Uma passagem ocorrida comigo na residência da minha mãe, em Maceió, me fez pensar. Maria, uma criatura de alma pura e muita bondade, que trabalha para minha família desde sempre, estava ao meu lado cozinhando. Assim que preparei um ceviche, ela me perguntou:

- Seu Gustavo, o senhor vai fazer o peixe dessa marinada frito ou moqueca?

- Não, Maricota, está pronto, ceviche se come assim mesmo!  

- Cru?

- É, cru!

- Vixe que eu fiz ceviche a vida toda e não sabia.

A cozinha advém da cultura e vice-versa.
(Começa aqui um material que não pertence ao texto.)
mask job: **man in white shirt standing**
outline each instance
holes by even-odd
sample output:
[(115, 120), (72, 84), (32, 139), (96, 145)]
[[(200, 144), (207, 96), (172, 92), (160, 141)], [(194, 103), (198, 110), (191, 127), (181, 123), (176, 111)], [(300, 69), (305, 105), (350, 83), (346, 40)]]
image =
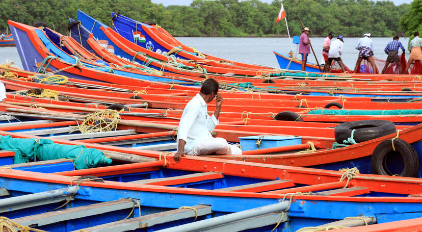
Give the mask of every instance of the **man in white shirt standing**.
[(358, 40), (356, 46), (355, 47), (359, 50), (359, 57), (356, 61), (356, 65), (355, 66), (355, 70), (353, 72), (356, 73), (360, 68), (360, 63), (362, 60), (367, 60), (372, 66), (372, 72), (375, 73), (377, 72), (377, 67), (375, 66), (375, 62), (372, 56), (374, 56), (374, 42), (370, 38), (371, 33), (366, 33), (363, 35), (363, 38), (361, 38)]
[[(210, 132), (218, 124), (218, 117), (223, 103), (218, 93), (219, 84), (214, 79), (205, 80), (200, 92), (184, 108), (179, 123), (176, 143), (177, 151), (173, 158), (178, 162), (180, 157), (189, 156), (242, 154), (235, 145), (229, 144), (222, 138), (213, 138)], [(216, 98), (216, 109), (211, 116), (207, 113), (206, 104)]]
[(340, 65), (340, 68), (341, 68), (343, 72), (346, 71), (345, 65), (343, 64), (343, 61), (341, 60), (341, 58), (340, 57), (343, 52), (344, 39), (342, 36), (338, 36), (336, 40), (331, 42), (330, 45), (330, 50), (328, 51), (328, 60), (326, 63), (325, 65), (324, 66), (324, 72), (328, 72), (330, 71), (330, 67), (331, 65), (331, 62), (333, 60), (338, 63), (338, 65)]

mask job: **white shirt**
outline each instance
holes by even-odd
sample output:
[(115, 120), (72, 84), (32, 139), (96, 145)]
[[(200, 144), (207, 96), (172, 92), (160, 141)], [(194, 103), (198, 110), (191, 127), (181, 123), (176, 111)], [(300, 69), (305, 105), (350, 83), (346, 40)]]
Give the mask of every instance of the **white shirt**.
[(179, 147), (179, 139), (186, 141), (184, 152), (192, 150), (201, 141), (213, 138), (209, 132), (213, 131), (218, 124), (218, 120), (214, 114), (210, 117), (207, 114), (206, 102), (199, 93), (188, 102), (183, 111), (176, 143)]
[(0, 101), (2, 101), (6, 98), (6, 88), (5, 88), (5, 84), (3, 82), (0, 82)]
[(331, 42), (330, 45), (330, 50), (328, 51), (329, 58), (337, 58), (340, 57), (343, 52), (343, 41), (337, 39)]
[(365, 36), (363, 38), (359, 39), (355, 48), (359, 50), (359, 48), (361, 46), (370, 47), (371, 50), (374, 50), (374, 43), (372, 42), (372, 40), (370, 39), (367, 36)]

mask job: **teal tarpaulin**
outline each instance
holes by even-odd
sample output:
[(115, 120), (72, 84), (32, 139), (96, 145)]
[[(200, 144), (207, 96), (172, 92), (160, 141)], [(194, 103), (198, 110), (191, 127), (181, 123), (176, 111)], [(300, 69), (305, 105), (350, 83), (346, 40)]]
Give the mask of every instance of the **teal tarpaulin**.
[(112, 160), (102, 151), (84, 145), (55, 143), (46, 139), (18, 139), (10, 135), (0, 136), (0, 149), (15, 152), (15, 164), (34, 161), (69, 159), (74, 161), (76, 169), (96, 167), (98, 164), (111, 164)]
[(347, 110), (318, 109), (311, 110), (308, 114), (336, 114), (339, 115), (399, 115), (406, 114), (422, 114), (422, 110)]

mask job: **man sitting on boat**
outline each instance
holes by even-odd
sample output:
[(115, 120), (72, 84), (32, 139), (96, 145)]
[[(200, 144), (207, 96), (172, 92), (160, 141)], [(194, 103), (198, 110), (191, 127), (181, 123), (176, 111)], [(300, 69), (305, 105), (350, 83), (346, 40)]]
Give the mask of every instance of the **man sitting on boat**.
[(310, 53), (310, 40), (308, 35), (310, 34), (310, 30), (305, 28), (302, 30), (302, 35), (299, 37), (299, 53), (302, 55), (302, 70), (305, 71), (308, 55)]
[(385, 65), (382, 69), (382, 74), (385, 72), (385, 70), (388, 67), (390, 63), (395, 62), (399, 65), (399, 70), (400, 74), (403, 74), (403, 69), (402, 68), (402, 62), (400, 62), (400, 59), (399, 58), (399, 48), (402, 48), (403, 53), (406, 53), (406, 49), (405, 49), (402, 42), (399, 41), (399, 36), (395, 36), (393, 37), (393, 41), (387, 44), (387, 46), (384, 49), (388, 56), (387, 57), (387, 61), (385, 62)]
[(422, 65), (422, 39), (419, 37), (419, 32), (415, 32), (413, 33), (415, 38), (410, 40), (409, 44), (409, 49), (410, 50), (410, 56), (409, 57), (409, 61), (407, 62), (407, 65), (406, 66), (404, 73), (407, 73), (407, 70), (412, 62), (415, 61), (419, 61)]
[(375, 63), (374, 62), (373, 56), (374, 56), (374, 42), (370, 38), (371, 33), (366, 33), (363, 35), (363, 38), (361, 38), (358, 40), (355, 48), (359, 50), (359, 58), (356, 61), (356, 65), (355, 66), (355, 70), (353, 72), (357, 72), (360, 68), (360, 63), (362, 60), (367, 60), (372, 66), (372, 72), (375, 73), (377, 70), (375, 66)]
[[(176, 143), (177, 151), (173, 157), (176, 162), (180, 157), (189, 156), (242, 154), (235, 145), (229, 144), (222, 138), (213, 138), (210, 132), (218, 124), (218, 117), (223, 98), (218, 92), (218, 83), (207, 79), (202, 84), (200, 92), (184, 108), (179, 123)], [(211, 116), (207, 113), (206, 104), (216, 98), (216, 109)]]

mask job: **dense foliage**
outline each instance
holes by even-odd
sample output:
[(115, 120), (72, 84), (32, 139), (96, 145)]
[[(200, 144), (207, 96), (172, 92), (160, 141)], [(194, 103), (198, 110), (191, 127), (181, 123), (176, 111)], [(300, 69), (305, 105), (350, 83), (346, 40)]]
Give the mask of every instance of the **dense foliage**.
[[(68, 18), (75, 18), (79, 9), (109, 25), (112, 11), (140, 21), (154, 20), (175, 36), (286, 34), (284, 20), (275, 23), (282, 2), (292, 35), (300, 33), (298, 15), (313, 35), (332, 31), (348, 36), (367, 32), (373, 36), (391, 36), (421, 27), (422, 0), (415, 0), (411, 10), (409, 4), (369, 0), (273, 0), (271, 4), (259, 0), (194, 0), (189, 6), (167, 7), (150, 0), (2, 0), (0, 29), (7, 27), (7, 19), (31, 25), (42, 21), (64, 33)], [(411, 18), (414, 14), (419, 17)], [(401, 21), (404, 30), (399, 27), (403, 15), (407, 15)]]

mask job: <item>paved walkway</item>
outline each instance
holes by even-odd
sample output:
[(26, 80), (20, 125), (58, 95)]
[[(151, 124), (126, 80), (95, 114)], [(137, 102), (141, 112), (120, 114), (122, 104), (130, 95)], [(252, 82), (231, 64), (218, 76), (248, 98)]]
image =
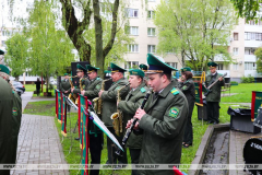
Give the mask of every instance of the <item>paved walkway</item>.
[[(31, 100), (32, 92), (22, 94), (23, 109)], [(41, 101), (41, 100), (37, 100)], [(49, 100), (50, 101), (50, 100)], [(67, 164), (53, 117), (23, 114), (19, 135), (16, 164)], [(20, 170), (16, 174), (69, 174), (63, 170)]]

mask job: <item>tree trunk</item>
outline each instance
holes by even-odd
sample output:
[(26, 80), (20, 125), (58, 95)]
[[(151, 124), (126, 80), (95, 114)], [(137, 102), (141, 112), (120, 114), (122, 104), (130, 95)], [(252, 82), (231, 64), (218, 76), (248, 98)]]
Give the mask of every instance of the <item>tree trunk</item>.
[(79, 22), (74, 14), (74, 8), (71, 0), (60, 0), (62, 3), (62, 22), (63, 26), (72, 40), (74, 47), (79, 51), (81, 61), (91, 62), (91, 45), (84, 39), (83, 32), (90, 26), (92, 11), (90, 9), (90, 0), (84, 8), (84, 19)]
O conhecimento culinário e hábitos alimentares populares de uma comunidade expressam mais sobre quem somos do que qualquer outra atividade.

Na cozinha é onde se desenvolve o sentido mais íntimo de coletividade social, pois nem todo mundo joga bola, lê Guimarães Rosa ou escuta funk carioca, mas todo mundo come farofa. 

Partindo dessa máxima, o que pensar do futuro de nossas idiossincrasias? Temos uma das mais incríveis biodiversidades do mundo e só usamos em grande maioria ervas, legumes, verduras e grãos “gringos”, salsinha, coentro, orégano, alecrim, tomilho, alface, brócolis, couve-flor etc.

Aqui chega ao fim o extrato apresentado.